“Your mom kicked me out of the house, Jenny.”
I remember it like it was yesterday. My dad came to the house where I was babysitting. He stood at the front entrance sobbing. I honestly didn’t know what to do. I just stood there frozen. This was not a surprise. My parents fought and were abusive toward each other for as long as I could remember. My brother and I listened to their fights from our bedrooms every night. I remember one fight that was particularly nasty. I don’t recall all the details, but I do remember getting in-between them and pushing them apart. It was hell. I hated it. But, it was the only life I knew, so when they decided to divorce…I was devastated.
The lawyers got involved. My brother and I were asked who we wanted to live with. Think about that question for a moment. “Who do you want to live with?” The proposal was preposterous. I was probably 15 and my brother 12. I had been responsible for my brother his entire life. Or so I thought. If you ask him, he may tell you a different interpretation. But, when someone who I worshipped and loved asked me to make a choice like that…I didn’t know what the right answer could possibly be. I was a teenager who was thrust into a parent role I didn’t want or ask for. I didn’t know there was a lot of money and child support on the line. I didn’t know there was property involved. Inheritances that were part of our longstanding family story were suddenly missing. Insurance became a big deal. Visitation rights blew up. Residences were sold. My GOD! It was a stinking hot mess.

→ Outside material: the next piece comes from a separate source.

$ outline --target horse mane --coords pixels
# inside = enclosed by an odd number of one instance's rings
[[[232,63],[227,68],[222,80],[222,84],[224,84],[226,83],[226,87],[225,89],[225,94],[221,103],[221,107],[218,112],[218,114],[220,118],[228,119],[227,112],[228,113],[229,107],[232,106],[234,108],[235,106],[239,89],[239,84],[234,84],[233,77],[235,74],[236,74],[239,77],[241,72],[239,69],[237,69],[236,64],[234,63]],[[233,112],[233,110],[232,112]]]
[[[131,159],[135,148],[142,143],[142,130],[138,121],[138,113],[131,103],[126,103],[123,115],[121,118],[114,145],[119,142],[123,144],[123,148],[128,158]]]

And then, we had to learn to live in that stinking hot mess. Holiday schedules, vacation schedules, after school care schedules and every decision had to be discussed with a mediator. My dad never paid one dime of child support. He learned how to provide the IRS with the proper documentation to prove to them how much he didn’t make. Savvy. Smart. Manipulative. Shady. They both were.
And…we survived.
There is life after divorce. That stinking hot mess of my early childhood and adolescent development led to a wild time of freedom-seeking and disrespecting authority in my own life. Living on my own, I was stupid and made a lot of stupid mistakes.
And….I survived.
I know now that Jesus was with me the whole time. Back then, it was sketchy. I believe He hates divorce. It wasn’t supposed to be like this—divorce wasn’t the vision from the beginning. Jesus replied to some Pharisees when they asked him whether or not it was lawful to divorce a wife for any reason. Jesus replied, “Moses permitted you to divorce your wives because your hearts were hard. But it was not this way from the beginning.” (Matthew 19:8) I could argue that God hated divorce as an answer—but when two people or entities are killing each other—they need a way to extricate themselves or they both die and their lineage right along with it. So, God invented a legal document. But, He never erased the heart break, disappointment and pain left behind. Healing requires a lifetime commitment. Maybe even eternal.
And…we survived.
I share my life story with you because I’ve been doing some soul searching. I am also dealing my own hurts as we try to navigate the waters of the next few months to General Conference 2020. I find myself sick to my stomach and at the gym a lot. I love my church—the Big C—UMC. I’ve been part of this since 1992. I have stories. I was part of the mythology and development of some of the greatest preachers' and pastors’ stories. How could something I believed in with my whole heart and soul ask me to make a decision—which one do you want to live with? Here we go again. I wish I could tell you that I am a wounded healer. (Henri Nouwen wrote a classic text by that name.) I’m mostly wounded. Healer…meh.
We will survive.
There is life after divorce. There is life after death. More than keepers of a story we are defenders of the resurrection faith. I know I put Church on a pedestal that it didn’t belong. Only Jesus belongs there. But, I believe in the Church and will defend her to the day I die. I took a vow--my word is my honor. I believe she can be radiant and beautiful. I love the Church. I made a commitment when I took my vow. No matter what—when I got married I would never make the mistakes my parents made and I would never get a divorce. Well, you and I can see that my personal story has deeply effected my vocational story. So, I am careful, thoughtful and prayerful as we take the next steps together.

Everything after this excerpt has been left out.